The use of lead shot in waterfowl hunting was banned in 1991, but accumulations remain in farm fields and wetlands from the previous decades of use. Trumpeter swans ingest the pellets when they pick up gravel from the bottom of wetlands to help grind food in their gizzards.

Until about 10 years ago, trumpeter swans rarely wintered in Whatcom County. Their numbers grew from between 10 and 200 in the early 1990s to more than 1,000 today.

Two factors — an end to hunting the birds and a change in feeding patterns from nearshore areas and estuaries to farm fields — spurred the swans’ comeback, according to the Canadian Wildlife Service in Vancouver, British Columbia.

Scientists leading the study at Western are seeking volunteers to help set up the lab and record results of necropsies.

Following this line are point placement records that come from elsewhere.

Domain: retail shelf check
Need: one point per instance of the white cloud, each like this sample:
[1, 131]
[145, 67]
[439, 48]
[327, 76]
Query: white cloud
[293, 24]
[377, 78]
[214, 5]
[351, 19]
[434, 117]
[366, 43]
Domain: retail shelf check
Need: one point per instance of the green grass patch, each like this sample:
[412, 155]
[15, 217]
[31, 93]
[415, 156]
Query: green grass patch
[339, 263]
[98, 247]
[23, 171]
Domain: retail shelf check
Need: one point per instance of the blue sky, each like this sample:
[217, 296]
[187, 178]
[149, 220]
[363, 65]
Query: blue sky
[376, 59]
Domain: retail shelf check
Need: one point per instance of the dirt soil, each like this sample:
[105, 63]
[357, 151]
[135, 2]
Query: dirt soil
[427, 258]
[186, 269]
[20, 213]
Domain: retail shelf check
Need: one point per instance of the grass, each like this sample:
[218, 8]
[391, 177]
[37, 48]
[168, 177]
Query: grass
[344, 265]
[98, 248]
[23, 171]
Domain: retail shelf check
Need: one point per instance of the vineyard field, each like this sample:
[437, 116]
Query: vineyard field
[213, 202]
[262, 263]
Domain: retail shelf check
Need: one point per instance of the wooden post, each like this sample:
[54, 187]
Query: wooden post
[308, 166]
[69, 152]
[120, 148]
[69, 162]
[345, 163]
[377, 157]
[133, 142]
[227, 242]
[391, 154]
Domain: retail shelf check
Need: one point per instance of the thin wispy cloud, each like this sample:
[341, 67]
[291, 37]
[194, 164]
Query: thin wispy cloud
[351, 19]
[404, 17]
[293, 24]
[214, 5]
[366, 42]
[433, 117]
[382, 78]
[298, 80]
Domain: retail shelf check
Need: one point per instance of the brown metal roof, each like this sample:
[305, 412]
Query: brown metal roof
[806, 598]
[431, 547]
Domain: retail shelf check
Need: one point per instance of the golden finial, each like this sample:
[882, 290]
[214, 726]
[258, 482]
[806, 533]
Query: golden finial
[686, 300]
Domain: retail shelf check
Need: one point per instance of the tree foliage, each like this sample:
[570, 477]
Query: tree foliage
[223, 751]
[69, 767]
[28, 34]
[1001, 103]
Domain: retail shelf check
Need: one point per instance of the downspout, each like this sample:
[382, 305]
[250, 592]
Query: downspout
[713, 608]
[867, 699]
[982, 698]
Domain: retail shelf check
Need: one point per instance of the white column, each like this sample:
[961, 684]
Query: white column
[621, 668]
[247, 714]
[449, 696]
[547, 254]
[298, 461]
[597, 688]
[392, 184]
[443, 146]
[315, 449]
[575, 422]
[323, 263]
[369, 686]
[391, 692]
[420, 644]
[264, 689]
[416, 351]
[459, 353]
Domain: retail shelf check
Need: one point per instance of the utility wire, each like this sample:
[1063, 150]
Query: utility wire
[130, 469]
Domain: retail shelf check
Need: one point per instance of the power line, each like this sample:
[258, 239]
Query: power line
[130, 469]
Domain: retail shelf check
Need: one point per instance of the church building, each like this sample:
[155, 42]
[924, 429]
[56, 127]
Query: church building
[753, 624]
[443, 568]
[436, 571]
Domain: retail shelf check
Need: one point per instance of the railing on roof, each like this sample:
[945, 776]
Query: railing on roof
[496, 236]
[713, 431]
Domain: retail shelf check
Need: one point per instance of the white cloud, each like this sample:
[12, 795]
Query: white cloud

Since last fall, The Trumpeter Swan Society has collected about $7,000 in donations through an adopt-a-swan program, said Martha Jordan, volunteer coordinator of the organization’s Washington chapter.

The goal, she said, is to raise $15,000 to $20,000 more to help pay for radio transmitters, other equipment and necroscopies.

Fishermen who use lead sinkers also are under scrutiny for the impact they have on waterfowl. Washington’s fragile population of nesting loons lost at least one nesting adult last year in Eastern Washington at Omak Lake. An autopsy revealed a lead sinker in the fish-eating bird’s gizzard.